La nuit où j’ai découvert ce que mon corps taisait

J’étais dans ce nouveau lycée depuis un peu plus d’un mois quand j’ai commencé à remarquer que les journées avaient leur propre rythme sans m’inclure. C’était une période compliquée du calendrier scolaire : les profs avaient l’esprit ailleurs, les salles de classe sentaient le papier photocopié et les couloirs avaient ce brouhaha particulier des moments où quelque chose de grand se préparait, un événement culturel quelconque impliquant des cartolines, des guirlandes et des réunions d’enseignants qui finissaient toujours hors de la salle.

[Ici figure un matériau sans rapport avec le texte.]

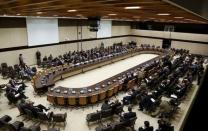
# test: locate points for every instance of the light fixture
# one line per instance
(112, 14)
(163, 14)
(179, 17)
(132, 7)
(71, 10)
(39, 13)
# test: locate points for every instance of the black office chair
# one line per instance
(31, 128)
(4, 120)
(16, 126)
(59, 118)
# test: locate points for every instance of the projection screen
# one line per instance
(42, 31)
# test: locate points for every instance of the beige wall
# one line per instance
(13, 37)
(195, 48)
(11, 57)
(121, 30)
(67, 33)
(151, 41)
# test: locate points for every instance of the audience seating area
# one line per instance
(156, 87)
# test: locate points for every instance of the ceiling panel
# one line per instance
(108, 9)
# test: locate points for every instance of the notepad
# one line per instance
(57, 91)
(173, 96)
(153, 100)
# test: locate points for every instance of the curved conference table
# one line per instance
(66, 96)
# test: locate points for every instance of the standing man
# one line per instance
(38, 56)
(21, 62)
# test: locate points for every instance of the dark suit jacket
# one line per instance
(129, 115)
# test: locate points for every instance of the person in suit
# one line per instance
(128, 115)
(35, 109)
(21, 62)
(114, 105)
(38, 57)
(105, 105)
(146, 127)
(13, 96)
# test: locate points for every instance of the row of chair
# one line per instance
(99, 115)
(18, 125)
(118, 126)
(42, 117)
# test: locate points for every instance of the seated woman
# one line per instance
(13, 96)
(146, 127)
(35, 109)
(127, 116)
(105, 105)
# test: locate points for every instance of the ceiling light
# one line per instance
(132, 7)
(163, 14)
(112, 14)
(178, 17)
(39, 13)
(71, 10)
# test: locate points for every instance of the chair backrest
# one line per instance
(59, 117)
(29, 113)
(11, 127)
(60, 100)
(106, 113)
(119, 109)
(43, 116)
(25, 129)
(21, 111)
(4, 65)
(102, 95)
(94, 98)
(104, 128)
(93, 116)
(35, 128)
(6, 118)
(82, 100)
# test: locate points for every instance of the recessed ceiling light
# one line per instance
(39, 13)
(163, 14)
(112, 14)
(71, 10)
(178, 17)
(132, 7)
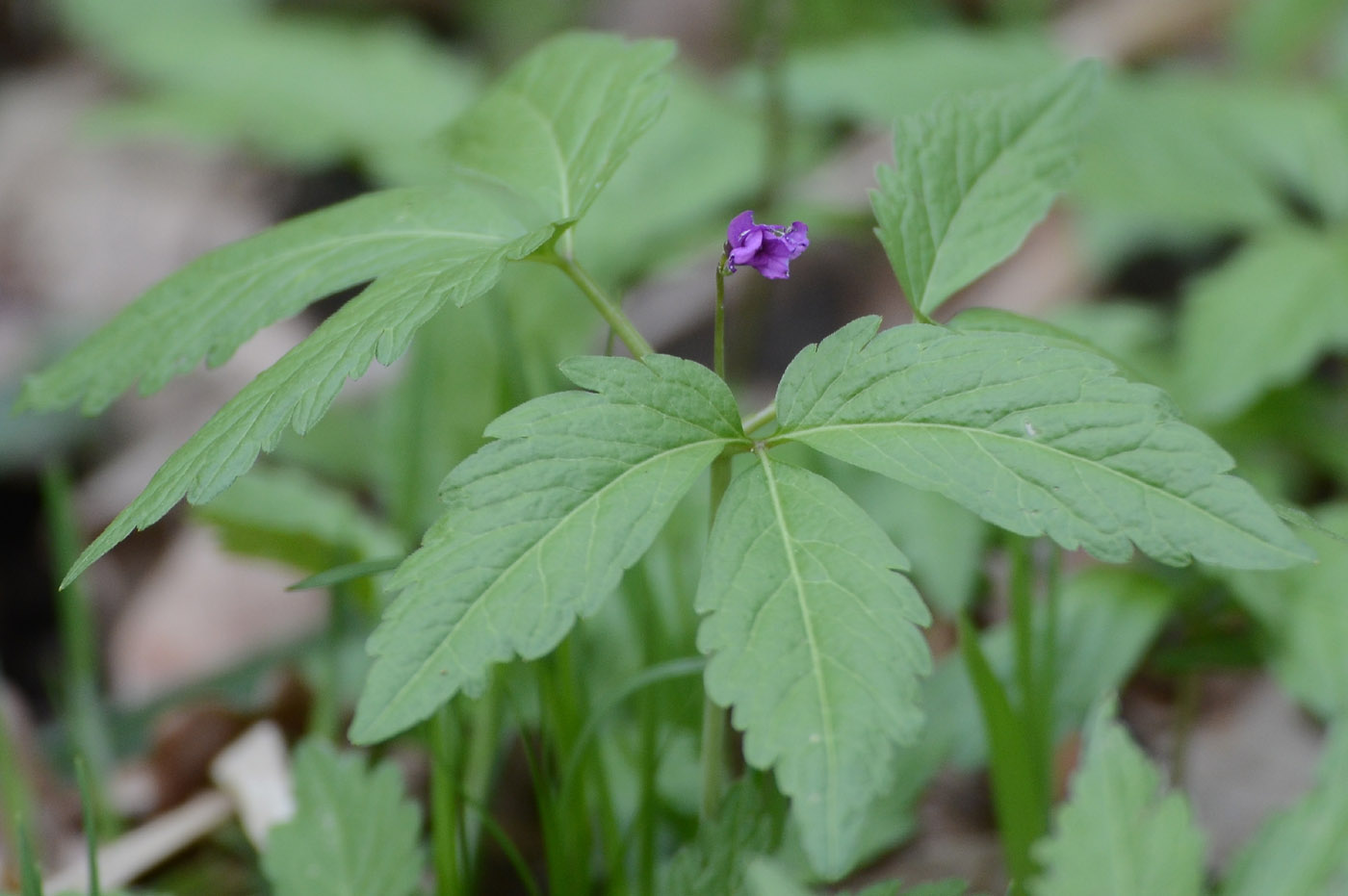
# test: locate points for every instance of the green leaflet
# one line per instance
(1118, 834)
(539, 525)
(815, 642)
(973, 175)
(558, 124)
(212, 306)
(353, 832)
(1034, 437)
(561, 121)
(1262, 320)
(1307, 617)
(1300, 852)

Ça me laissait souvent seule.

Les professeurs entraient, laissaient un exercice au tableau et ressortaient. Les surveillants passaient de temps en temps pour éviter que tout le monde ne devienne fou. Mes camarades profitaient de ces instants pour parler, rire, reprendre les conversations accumulées depuis des années. Moi, je sortais mon cahier, faisais ce qu’il fallait, puis je restais à regarder par la fenêtre.

Ce n’était pas exactement de la timidité. C’était plutôt cette sensation d’arriver au milieu d’un film, quand les personnages ont déjà leurs dynamiques et leurs blagues privées, et que la nouvelle venue s’assied sur la seule place libre en souriant, même si elle n’a pas compris la blague.

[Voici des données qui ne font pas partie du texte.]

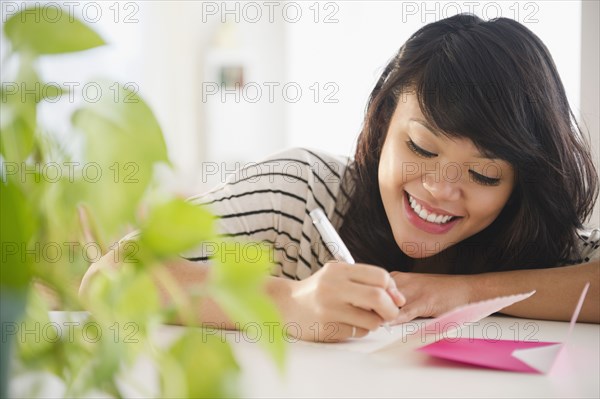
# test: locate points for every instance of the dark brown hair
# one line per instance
(495, 83)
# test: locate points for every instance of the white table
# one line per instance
(334, 370)
(325, 371)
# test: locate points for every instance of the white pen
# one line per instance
(331, 237)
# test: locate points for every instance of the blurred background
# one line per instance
(231, 82)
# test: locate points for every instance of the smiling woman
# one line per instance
(469, 164)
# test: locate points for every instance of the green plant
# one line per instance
(40, 214)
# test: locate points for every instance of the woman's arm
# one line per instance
(323, 307)
(557, 292)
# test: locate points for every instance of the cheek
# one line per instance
(486, 206)
(394, 170)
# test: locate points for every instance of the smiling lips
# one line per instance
(430, 220)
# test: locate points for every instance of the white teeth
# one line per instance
(423, 214)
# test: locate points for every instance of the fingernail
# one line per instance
(399, 299)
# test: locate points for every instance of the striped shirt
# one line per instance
(269, 202)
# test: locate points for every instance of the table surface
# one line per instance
(345, 370)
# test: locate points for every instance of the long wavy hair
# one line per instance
(495, 83)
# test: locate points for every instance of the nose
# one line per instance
(441, 188)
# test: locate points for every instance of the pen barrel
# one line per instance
(330, 237)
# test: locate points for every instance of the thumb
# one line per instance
(397, 297)
(406, 314)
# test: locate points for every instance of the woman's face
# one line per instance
(436, 191)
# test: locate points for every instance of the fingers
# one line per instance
(395, 294)
(406, 314)
(372, 298)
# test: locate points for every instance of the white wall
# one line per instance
(353, 52)
(332, 51)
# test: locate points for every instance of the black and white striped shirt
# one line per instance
(270, 201)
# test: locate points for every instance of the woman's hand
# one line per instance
(341, 296)
(430, 295)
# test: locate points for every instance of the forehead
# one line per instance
(409, 115)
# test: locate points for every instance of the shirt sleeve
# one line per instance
(268, 203)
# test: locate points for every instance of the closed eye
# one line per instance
(484, 180)
(418, 150)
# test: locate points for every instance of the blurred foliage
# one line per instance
(72, 215)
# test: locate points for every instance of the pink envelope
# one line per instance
(520, 356)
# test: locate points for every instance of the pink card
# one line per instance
(520, 356)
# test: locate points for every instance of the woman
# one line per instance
(469, 165)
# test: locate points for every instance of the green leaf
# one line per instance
(49, 30)
(205, 363)
(237, 286)
(124, 142)
(175, 227)
(18, 226)
(18, 114)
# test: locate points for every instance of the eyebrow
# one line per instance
(427, 126)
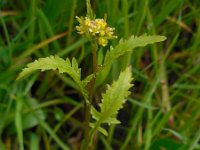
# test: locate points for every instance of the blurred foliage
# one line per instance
(166, 91)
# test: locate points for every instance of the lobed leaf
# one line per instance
(112, 100)
(128, 45)
(57, 63)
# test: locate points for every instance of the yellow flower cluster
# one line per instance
(95, 29)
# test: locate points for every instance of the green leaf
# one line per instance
(128, 45)
(57, 63)
(112, 101)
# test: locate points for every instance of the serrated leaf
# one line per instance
(113, 100)
(43, 64)
(57, 63)
(128, 45)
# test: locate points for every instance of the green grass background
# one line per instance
(44, 111)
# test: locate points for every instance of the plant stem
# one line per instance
(88, 105)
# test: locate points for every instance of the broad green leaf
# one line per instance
(128, 45)
(57, 63)
(112, 101)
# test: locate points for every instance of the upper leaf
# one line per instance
(113, 100)
(128, 45)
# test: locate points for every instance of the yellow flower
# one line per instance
(96, 29)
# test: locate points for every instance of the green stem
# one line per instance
(88, 105)
(89, 10)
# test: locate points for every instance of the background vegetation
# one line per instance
(44, 111)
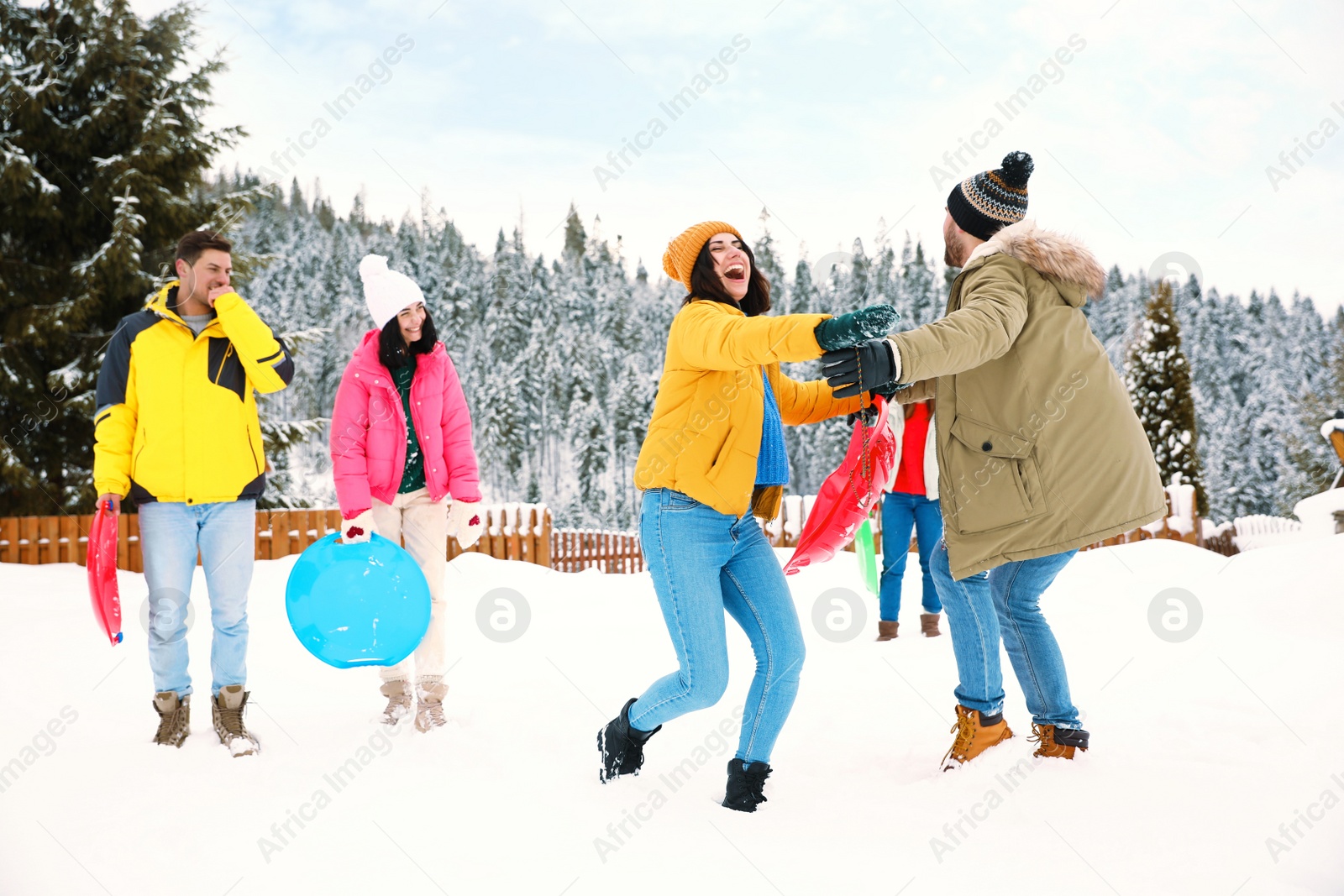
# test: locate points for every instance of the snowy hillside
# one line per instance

J’étais comme ça un après-midi, le stylo tournant entre mes doigts et les yeux fixés sur le ciel au-dessus des immeubles d’en face, quand quelqu’un s’arrêta à côté de mon bureau.

— Hé, comment tu t’appelles ?

Je me retournai. C’était une fille aux cheveux bruns attachés en queue-de-cheval lâche, avec ce genre de regard qui vous fixe droit dans les yeux sans qu’il y ait de piège derrière la question.

— Valeria — répondis-je, un peu surprise.

— Sofía. — Elle sourit. — On te voit toujours ici, toute seule. Tu veux venir avec nous ?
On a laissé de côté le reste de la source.